彼の素直ではない態度は相変わらずだが、実際彼の不意を突ける者は非常に少ないだろう。彼の言っていることは、事実でしかないのだから。
「進展があればまた報告します」
「あぁ、…厄介なことにならないことを祈っている」
「それは俺もです」
ギルロックはギルド長室を後にした。
広間へと戻るための通路を歩く際、森ですれ違いになった例の男について深く考えていた。彼は一体何者なのかと。
しかし短い通路であるため、その思考はすぐに終わった。
酒場兼広間にはアイネが待機している。
ふと彼が広間にいるはずの彼女へと視線を向けると、意外にも冒険者と会話をしていた。

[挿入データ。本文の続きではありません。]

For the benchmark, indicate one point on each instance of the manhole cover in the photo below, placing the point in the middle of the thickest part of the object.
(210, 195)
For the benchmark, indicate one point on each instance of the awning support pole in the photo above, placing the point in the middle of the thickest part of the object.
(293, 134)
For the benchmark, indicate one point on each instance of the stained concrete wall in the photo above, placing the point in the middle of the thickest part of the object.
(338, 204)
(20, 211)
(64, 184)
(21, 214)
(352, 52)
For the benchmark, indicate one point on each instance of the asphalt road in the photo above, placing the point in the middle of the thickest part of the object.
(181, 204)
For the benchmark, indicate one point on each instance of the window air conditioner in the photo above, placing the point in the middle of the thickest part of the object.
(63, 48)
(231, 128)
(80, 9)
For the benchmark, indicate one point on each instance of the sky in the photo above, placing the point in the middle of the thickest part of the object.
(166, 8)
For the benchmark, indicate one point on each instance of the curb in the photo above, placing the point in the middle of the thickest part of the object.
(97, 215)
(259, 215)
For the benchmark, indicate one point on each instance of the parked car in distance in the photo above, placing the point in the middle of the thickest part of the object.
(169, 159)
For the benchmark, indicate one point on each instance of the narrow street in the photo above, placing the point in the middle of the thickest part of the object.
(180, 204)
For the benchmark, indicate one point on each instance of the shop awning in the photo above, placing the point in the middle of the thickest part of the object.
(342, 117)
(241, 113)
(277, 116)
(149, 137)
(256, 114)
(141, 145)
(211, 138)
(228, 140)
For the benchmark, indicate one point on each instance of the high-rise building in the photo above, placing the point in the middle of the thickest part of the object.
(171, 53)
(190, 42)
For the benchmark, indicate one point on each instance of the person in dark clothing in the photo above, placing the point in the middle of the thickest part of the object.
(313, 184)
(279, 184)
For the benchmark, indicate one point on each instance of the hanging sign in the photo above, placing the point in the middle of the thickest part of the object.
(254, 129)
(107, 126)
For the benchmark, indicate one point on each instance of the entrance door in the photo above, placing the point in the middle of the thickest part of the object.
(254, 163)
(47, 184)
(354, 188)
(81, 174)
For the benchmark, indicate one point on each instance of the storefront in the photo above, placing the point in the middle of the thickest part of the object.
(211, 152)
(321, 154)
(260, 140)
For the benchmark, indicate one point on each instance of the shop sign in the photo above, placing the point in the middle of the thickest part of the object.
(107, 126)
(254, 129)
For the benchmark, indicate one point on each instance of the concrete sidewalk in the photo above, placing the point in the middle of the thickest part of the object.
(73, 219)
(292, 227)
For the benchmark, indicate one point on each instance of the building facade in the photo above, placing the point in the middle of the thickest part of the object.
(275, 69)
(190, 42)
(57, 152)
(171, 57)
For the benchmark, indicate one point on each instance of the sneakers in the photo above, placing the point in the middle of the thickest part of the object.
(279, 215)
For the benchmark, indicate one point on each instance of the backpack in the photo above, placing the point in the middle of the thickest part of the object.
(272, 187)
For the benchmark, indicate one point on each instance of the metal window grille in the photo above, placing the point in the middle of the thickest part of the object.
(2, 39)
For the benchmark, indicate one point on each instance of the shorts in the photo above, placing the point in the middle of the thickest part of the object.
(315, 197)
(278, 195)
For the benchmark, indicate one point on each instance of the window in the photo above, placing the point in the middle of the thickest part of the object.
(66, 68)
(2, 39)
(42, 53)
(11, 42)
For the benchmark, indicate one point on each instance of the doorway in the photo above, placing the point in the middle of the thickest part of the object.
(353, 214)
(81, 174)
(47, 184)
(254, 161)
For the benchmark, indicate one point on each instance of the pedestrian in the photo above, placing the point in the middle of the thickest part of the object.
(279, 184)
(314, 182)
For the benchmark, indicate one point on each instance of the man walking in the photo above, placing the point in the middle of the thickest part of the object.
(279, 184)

もしかすると調査補助員という珍しい役職についた為、注目されているのかもしれない。
話している相手も全くの他人という訳ではなかったので、彼はすぐに合流した。
「どうも、アブドさん」
「お!調査員の兄ちゃん、帰ってきていたんだな!今この嬢ちゃんから聞いたよ!」
「そうですか」
「どうだ?よければまた一杯おごるが?」
「それはありがたい申し出ですが、今日はまだこれから少し仕事をしなければならないので、遠慮しておきます」
「そうかい、そいつは残念だ!まっ、また日を改めるよ!」
「ありがとうございます」
ギルロックは軽く頭を下げ、礼を言った。
「じゃ!またな!」
そしてアブドも去っていく。相変らずの豪快さであり、今日も体毛を周囲に見せびらかしていた。
あれほど気の良く豪快な男がいる限り、アルバスの跡継ぎは意外にも簡単に見つかるのかもしれないと、ギルロックは感じていた。